The Outlier #4: Zappers
ier #4: Zappers
by Tom Lichtenberg
One dreary morning, Dillon Sharif pedaled furiously while trying to think of an opening line. On such cold, gray and rainy days he unfurled the yellow awning above the elliptical machine out on his luxury penthouse balcony, and took to it to work out whatever was on his mind. Although his famous brain regularly solved the most complex problems, there was one nagging issue which continually recurred and to which he'd found no solution yet. He just couldn't figure out how to deal with his lover's other lovers. Dillon was involved in a polyamorous situation and he still wasn't quite sure of the etiquette of how one was supposed to relate to the others in the mix. He did not send them birthday cards, nor were they personal correspondents. He had met all the regulars at one time or another, usually briefly and always somewhat awkwardly. Their queen, Karen Clyde, was a famous actress and scene-maker, and Dillon was her brilliant billionaire. He was a well-known amateur big data detective, grandson and heir to the founders of the AllDat Corporation, Wilkins and Kintara Soh. They were the proprietary owners of all of the world's past, present and future human-generated information, with the contracts and patents to prove it and the high-powered lawyers to enforce it. Dillon could have whatever he wanted, and as it happened, he wanted Karen Clyde, but he knew that by himself he simply wasn't enough for her, and Karen, he freely confessed, was too much for him, so there had to be others. The fact of them was not the problem. He could just not figure out what to do about them.

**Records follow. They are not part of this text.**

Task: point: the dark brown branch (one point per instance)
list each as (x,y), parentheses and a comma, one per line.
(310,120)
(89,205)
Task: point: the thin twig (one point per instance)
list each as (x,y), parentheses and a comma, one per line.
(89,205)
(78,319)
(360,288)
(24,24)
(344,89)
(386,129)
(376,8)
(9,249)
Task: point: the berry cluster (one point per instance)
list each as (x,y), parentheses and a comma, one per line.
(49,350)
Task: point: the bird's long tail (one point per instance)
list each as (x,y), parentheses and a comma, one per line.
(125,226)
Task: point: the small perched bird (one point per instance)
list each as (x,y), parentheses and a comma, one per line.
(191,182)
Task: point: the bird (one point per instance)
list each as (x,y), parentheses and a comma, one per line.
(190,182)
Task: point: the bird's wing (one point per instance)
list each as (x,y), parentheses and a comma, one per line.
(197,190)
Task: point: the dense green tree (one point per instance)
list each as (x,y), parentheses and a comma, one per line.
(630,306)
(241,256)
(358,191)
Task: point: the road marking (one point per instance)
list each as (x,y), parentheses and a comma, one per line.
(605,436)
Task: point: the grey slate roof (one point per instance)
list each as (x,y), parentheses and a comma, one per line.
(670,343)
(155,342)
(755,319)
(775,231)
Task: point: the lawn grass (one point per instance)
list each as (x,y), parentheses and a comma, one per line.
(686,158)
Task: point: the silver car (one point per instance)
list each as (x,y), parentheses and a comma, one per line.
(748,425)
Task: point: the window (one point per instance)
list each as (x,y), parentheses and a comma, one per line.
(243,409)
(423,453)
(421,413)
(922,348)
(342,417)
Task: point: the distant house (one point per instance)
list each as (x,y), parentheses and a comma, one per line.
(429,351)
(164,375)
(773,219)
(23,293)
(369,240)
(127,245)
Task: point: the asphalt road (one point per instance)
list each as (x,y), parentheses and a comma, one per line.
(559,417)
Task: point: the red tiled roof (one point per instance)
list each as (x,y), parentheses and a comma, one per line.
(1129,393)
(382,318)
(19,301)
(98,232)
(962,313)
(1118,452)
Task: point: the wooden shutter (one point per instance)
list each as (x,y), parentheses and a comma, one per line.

Dillon was not a social misfit, as so many extremely intelligent people seem to be, but he was not terribly sociable either. He preferred the company of his own mind, which spent most of its time occupied in highly concurrent processing and contemplation of the massive amounts of data to which he was unusually privy. There was literally not a single bit of information that he did not have access to, and he had developed some unique mental tactics and skills to work with it all. Surprisingly, he'd found little in the world's data banks to aid him in his task of getting along well with his fellow polyamorees. The reverse was far more common. Polygamist men were a dime a dozen historically, and although their women had not recorded all that much about their means and methods of dealing with one another, there were at least some sources, but the men involved in the opposite arrangements seemed to be far less likely to put their feelings about it down on paper.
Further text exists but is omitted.